There are basically two kinds of slane and two correspondingly different approaches to cutting. The breast slane is used where the turf-cutter can stand facing the turf bank. The breast slane can or cannot have wings. It can only be used where conditions underfoot remain relatively dry as cutting proceeds and was thus mainly used in blanket bogs. The sods are cut by horizontal strokes into the facing bank, before being cut vertically by another man standing on top of the bank. The cut sods are usually spread on the uncut bog surface; 16 boxes of turf a day was the average level of productivity.
Deeper bogs on the other hand were cut with the foot slane. The sods are cut on two sides by vertical strokes of a winged slane; the bottom of the sod is broken-up while raising it with the slane. The sod is then tossed to the waiting barrow-men, who take it away to spread on the dry cutaway in front of the turf breast, slanesman and wheelers working together as a co-ordinated team.

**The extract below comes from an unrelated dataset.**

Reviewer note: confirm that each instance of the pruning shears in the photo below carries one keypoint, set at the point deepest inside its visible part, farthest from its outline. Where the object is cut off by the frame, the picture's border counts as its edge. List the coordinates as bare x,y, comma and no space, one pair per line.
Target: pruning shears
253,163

The output of foot-slane cutting was estimated at around 20 boxes a day. The size of the sod cut with the foot slane was around 10"x5"x5". Fenland turf cutters in the 1870s would expect to cut 8 - 10,000 sods in a good 14-hour working day. An American observer calculated that the rate of hand cutting per day by a team of 5 working fairly hard was 12,000 sods (85m3).
As cutting proceeded, the cutter had to work increasingly deep in the bog hole. This meant that as the day wore on, and he became progressively more tired, he had to throw the sods, which became more waterlogged and increasingly heavier as the bottom approached, higher and higher. But work was not only tiring, it was also dangerous: the deeper he went the more water seeped into the hole, and there was always the threat of water surging into the hole, if preliminary drainage was insufficient. This was not only problematic for the quality of the peat, but also for the cutter, who could be trapped at the bottom of a hole three or more metres deep. To avoid such a catastrophe, the bog was often fitted with a construction of a series of platforms.
John Feehan u. Grace O´Donovan, The Bogs of Ireland. An Introduction to the Natural, Cultural and Industrial Heritage of Irish Peatlands, Dublin 1996, 1-24.